Clarification: I do not say that treating floats careful is not important, and I know doing stuff like subtracting large numbers can lead to inaccurate leading digits. This is clear and part and parcel of any numerical work. But this is not what the article is about. I am claiming instead the article is looking for a problem where there is none (or let's say I fail to see) .




If you're developing floating point code, you're in for a huge surprise, eventually. What happens for example when you subtract two close numbers with an error like this? There are a lot of mechanisms for small errors to become significant.

Many of us have had their attitudes readjusted by a bug where these "insignificant" errors became anything but.

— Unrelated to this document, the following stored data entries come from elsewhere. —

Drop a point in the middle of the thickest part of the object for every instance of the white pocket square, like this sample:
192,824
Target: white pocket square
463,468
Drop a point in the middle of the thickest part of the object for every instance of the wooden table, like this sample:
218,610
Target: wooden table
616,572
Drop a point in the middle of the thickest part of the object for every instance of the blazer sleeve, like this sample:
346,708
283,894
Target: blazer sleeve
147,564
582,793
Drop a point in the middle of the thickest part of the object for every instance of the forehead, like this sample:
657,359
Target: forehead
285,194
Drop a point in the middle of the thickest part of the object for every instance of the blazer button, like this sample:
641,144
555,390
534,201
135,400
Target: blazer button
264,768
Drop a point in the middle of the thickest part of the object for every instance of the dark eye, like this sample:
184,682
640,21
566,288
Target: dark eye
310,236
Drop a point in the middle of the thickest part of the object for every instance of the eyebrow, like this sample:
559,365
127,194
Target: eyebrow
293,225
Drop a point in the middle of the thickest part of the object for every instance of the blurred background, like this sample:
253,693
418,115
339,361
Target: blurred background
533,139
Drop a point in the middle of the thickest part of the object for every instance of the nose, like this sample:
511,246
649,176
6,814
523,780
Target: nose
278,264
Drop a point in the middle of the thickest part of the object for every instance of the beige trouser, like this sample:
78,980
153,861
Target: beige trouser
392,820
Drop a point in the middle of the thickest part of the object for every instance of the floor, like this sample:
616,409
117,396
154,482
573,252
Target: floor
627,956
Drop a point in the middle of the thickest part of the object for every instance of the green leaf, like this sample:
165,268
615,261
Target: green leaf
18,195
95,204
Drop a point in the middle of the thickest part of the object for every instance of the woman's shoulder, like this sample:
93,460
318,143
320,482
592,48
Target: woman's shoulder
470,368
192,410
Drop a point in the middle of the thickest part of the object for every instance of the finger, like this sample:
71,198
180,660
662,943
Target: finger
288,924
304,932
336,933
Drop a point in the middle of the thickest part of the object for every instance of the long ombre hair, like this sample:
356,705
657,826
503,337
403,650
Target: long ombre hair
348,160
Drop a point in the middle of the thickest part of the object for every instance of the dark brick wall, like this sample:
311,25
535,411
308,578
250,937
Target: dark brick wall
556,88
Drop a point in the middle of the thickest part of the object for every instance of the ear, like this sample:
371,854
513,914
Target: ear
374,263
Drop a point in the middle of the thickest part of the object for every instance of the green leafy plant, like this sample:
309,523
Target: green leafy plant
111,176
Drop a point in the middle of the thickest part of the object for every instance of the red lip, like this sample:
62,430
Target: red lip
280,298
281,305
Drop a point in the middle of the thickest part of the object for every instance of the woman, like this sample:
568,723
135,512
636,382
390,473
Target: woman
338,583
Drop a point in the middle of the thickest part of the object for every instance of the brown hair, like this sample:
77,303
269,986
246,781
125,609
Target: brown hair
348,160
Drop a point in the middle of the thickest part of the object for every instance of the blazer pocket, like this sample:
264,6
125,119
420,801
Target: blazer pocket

We're often wrong in ways we can't imagine, so it is wise to remain humble and try to strive for correctness over our potentially misguided ideas how things work.

For example, you'd better still have multiple layers of security even though we've already made some other layer "impenetrable". And still check for those "impossible" error cases before they create nearly undebuggable issues.


Yes, one has to careful about floating point, but honestly the article is not about that. Actually it is more about something where you do not have to be careful.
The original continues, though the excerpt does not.